Step by Step
1
Roast the Poblano Peppers
Place the poblano peppers directly over an open flame on a gas stove, under a broiler, or on a hot comal/griddle. Roast, turning frequently, until the skin is completely charred and blistered on all sides, about 8-12 minutes.
⏱ 12 min
2
Peel and Slice Peppers
Immediately transfer the roasted peppers to a bowl and cover tightly with plastic wrap or place them in a paper bag for 10-15 minutes. This steams them, making them easy to peel. Once cooled, peel off the charred skin, remove the stems and seeds, then slice the peppers into 1/4-inch wide strips (rajas).
⏱ 15 min
3
Sauté Aromatics
In a large skillet over medium heat, add the vegetable oil. Once hot, add the thinly sliced white onion and sauté until softened and translucent, about 5-7 minutes.
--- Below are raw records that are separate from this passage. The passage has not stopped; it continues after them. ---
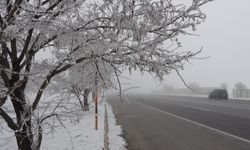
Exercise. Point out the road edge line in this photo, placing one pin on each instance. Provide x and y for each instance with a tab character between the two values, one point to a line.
196	123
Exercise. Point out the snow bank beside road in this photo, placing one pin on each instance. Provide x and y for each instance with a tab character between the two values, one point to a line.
77	133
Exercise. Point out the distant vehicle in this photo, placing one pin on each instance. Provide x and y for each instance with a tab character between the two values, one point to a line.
219	94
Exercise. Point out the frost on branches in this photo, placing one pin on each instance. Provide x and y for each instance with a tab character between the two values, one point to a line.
40	39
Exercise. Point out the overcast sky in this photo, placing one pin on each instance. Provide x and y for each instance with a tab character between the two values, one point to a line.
225	37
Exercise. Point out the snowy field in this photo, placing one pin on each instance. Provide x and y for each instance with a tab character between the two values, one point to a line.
77	133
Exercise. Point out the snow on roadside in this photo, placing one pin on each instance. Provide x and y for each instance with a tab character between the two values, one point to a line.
116	142
77	135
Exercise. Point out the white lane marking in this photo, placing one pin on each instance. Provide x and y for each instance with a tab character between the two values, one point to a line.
196	123
216	103
199	108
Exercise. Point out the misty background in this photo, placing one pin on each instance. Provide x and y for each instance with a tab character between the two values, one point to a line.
224	37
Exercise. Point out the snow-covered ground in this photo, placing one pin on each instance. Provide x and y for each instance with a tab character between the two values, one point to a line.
76	134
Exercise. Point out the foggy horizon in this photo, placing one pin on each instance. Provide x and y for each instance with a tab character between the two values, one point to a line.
224	38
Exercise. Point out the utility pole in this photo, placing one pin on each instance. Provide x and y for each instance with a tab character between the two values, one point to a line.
96	103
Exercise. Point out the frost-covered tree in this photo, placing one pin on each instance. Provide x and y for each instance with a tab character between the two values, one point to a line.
58	34
83	79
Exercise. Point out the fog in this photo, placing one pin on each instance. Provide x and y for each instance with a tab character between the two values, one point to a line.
224	37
Add the minced garlic and cook for another minute until fragrant, being careful not to burn it.
⏱ 8 min
4
Combine with Peppers and Corn
Add the sliced poblano rajas and corn kernels to the skillet with the onion and garlic. Sauté for 3-5 minutes, allowing the flavors to meld and the corn to warm through.
⏱ 5 min
5
Create the Cream Sauce
Pour in the Crema Mexicana (or heavy cream). If using, add the milk to achieve your desired consistency. Stir well to combine all ingredients. Season generously with salt and black pepper to taste.
⏱ 3 min
6
Simmer and Serve
Bring the mixture to a gentle simmer, then reduce the heat to low and cook for 5-7 minutes, stirring occasionally, until the sauce slightly thickens and all flavors are well incorporated. If using, stir in the shredded cheese until melted and smooth. Serve hot.